However, I can't reproduce it. Would you please provide more detailed steps? Thank you.

jenting avatar Aug 09 '22 01:08 jenting

Hi @utam0k, Workspace ID: filipjnc-dtlearnhunt-l2swncfwtr7 Cluster: ws-eu54.gitpod.io

I can reproduce it as follows:

  • Start new workspace from GitHub repo
  • Shut down workspace or wait for timeout
  • Can't restart it again, the error above keeps coming up. As if the container has been permanently corrupted.

@filipjnc Thanks for providing the information. I tried to access your repo to reproduce it, however since it's private so I can't do any further testing and reproduce it.

jenting avatar Aug 09 '22 01:08 jenting

Hi, @filipjnc. Thanks for your report. This issue is already scheduled but has not yet been worked on due to priorities. Can I ask you to share the repository or how to reproduce it?

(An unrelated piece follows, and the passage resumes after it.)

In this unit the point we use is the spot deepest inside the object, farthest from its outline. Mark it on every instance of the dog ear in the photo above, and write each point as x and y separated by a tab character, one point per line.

As way of possibly testing, I'm using a skeleton of this project: https://github.com/sprintcube/docker-compose-lamp

@semiautomatix Sorry for the late reply 🙏

I tried to use the repo https://github.com/sprintcube/docker-compose-lamp you provided

  • Open workspace
  • Run docker-compose run
  • Write some files under the path /workspace/docker-compose-lamp
  • Manually stop the workspace

However, I can't reproduce it. Would you please provide more detailed steps? Thank you.

Thanks for the update. I was hoping a clean pull would recreated the error.

Additionally, I've cloned the project, added code to the www folder, started docker-compose, imported an SQL file into the database.

I'll attempt to recreate the error, and provide access to the repo.

semiautomatix avatar Aug 11 '22 09:08 semiautomatix

I encountered this issue as well. Screenshot 2022-09-05 at 12 45 26 PM

cannot initialize workspace: cannot restore backup: tar /dst: tar /dst: exit status 2;tar: buildkit/runc-overlayfs/snapshots/snapshots/28/fs/etc/sudoers.bkp: Cannot open: Permission denied tar: Exiting with failure status due to previous errors 

WS ID: gitpodio-workspaceimage-5wke6grm46l

axonasif avatar Sep 05 '22 06:09 axonasif

I encountered this issue twice for today. image I am suspecting this occurs because I left some docker containers(with compose) running and manually stopped the workspace.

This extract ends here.